Thursday, February 14, 2013

Data is like Scat

We (data people) like to talk about data as if it were the most important thing in the world when, in reality, it is exactly like turds.  Yes, that's what I said, merde, gavno, scheiss, shit. 

Of course, it could still be the most important thing is the world but whether it is or is not depends on many things, not the least of which is what we're trying to do.  Data is the byproduct of process much as turds are the byproduct of digestion.

For naturalists and scientists castings or anaimal feces provide important information on a wide range of subjects including the animals diet, where it has been, and its general health.  For a tracker, a different set of information is deducible from the spoor.  The tracker tells which species, how recent, whether the animal is moving or is likely to be nearby and other things that may help him earn a bonus.

No one says, "This is quality shit." or "We need a governance program to improve the quality of our shit."  They simply learn what they can from it and move on.  The kind of value available changes over time but even petrified feces have a story to tell.

If we presume to be data experts, maybe we should be focused on extracting value from our data and understanding the kinds of value that can be extracted as well as how to recognize the data that will tell us what we need to know.

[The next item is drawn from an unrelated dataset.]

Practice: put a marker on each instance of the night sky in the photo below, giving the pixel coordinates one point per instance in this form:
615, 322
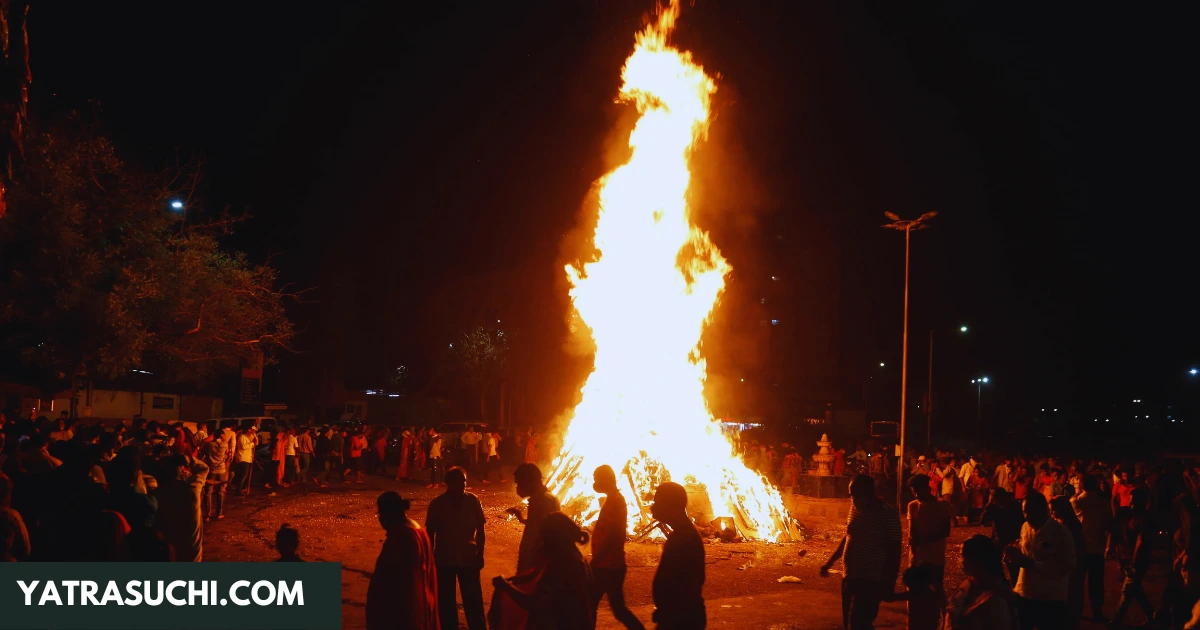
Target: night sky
423, 167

Even the most inconsistent set of data has a story to tell and we should listen to that story instead of wailing about the story we wanted to hear.  Because data is the byproduct of process, inconsistent data should tell us that the process that produced it is inconsistent.  If this is the case, how can we expect consistent data unless we can create a consistent process.

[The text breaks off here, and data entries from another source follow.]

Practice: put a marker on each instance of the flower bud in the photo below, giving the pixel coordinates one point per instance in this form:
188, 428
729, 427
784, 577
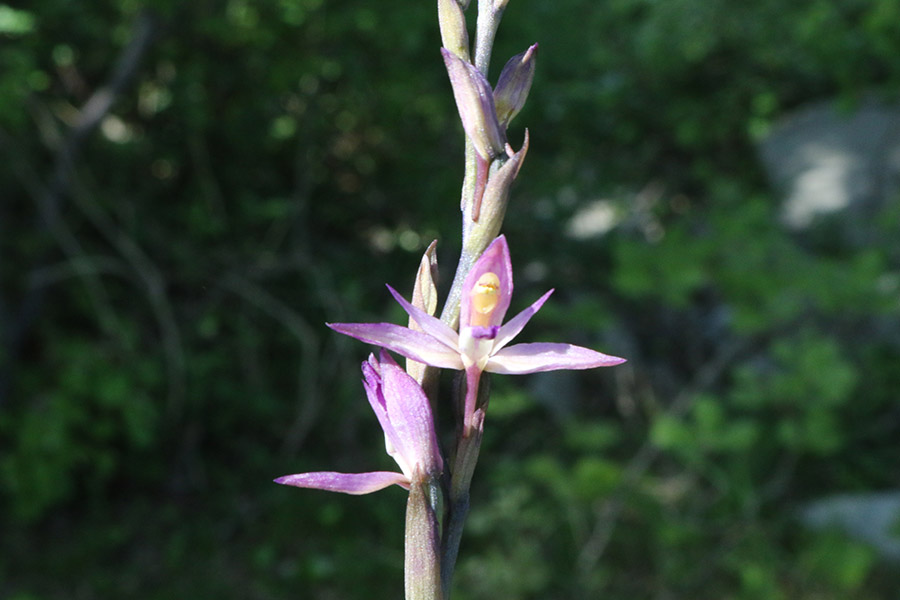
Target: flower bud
514, 85
475, 102
452, 21
424, 297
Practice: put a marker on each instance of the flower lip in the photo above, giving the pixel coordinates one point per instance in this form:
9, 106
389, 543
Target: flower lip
489, 282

The bottom line is that when we focus our efforts on data quality we are misunderstanding the world we live and work in.  We are creating additional and entirely unncessary complexity.  How does this happen?  The cause lies in the storage of data for input to and output from computer systems.  We have allowed ourselves to institutionalize the cart before the horse.  What computer systems require is consistent input.  A system can be designed to deal with quality issues as long as they are predictable.  A system (process) will always produce output of a consistency equivalent to its input.

If we were pursuing consistency instead of quality, our disagreements would be fewer, our stress would be lower and our impact would be greater.  Consistency a readily understood concept while quality will always be the most elusive of quarries.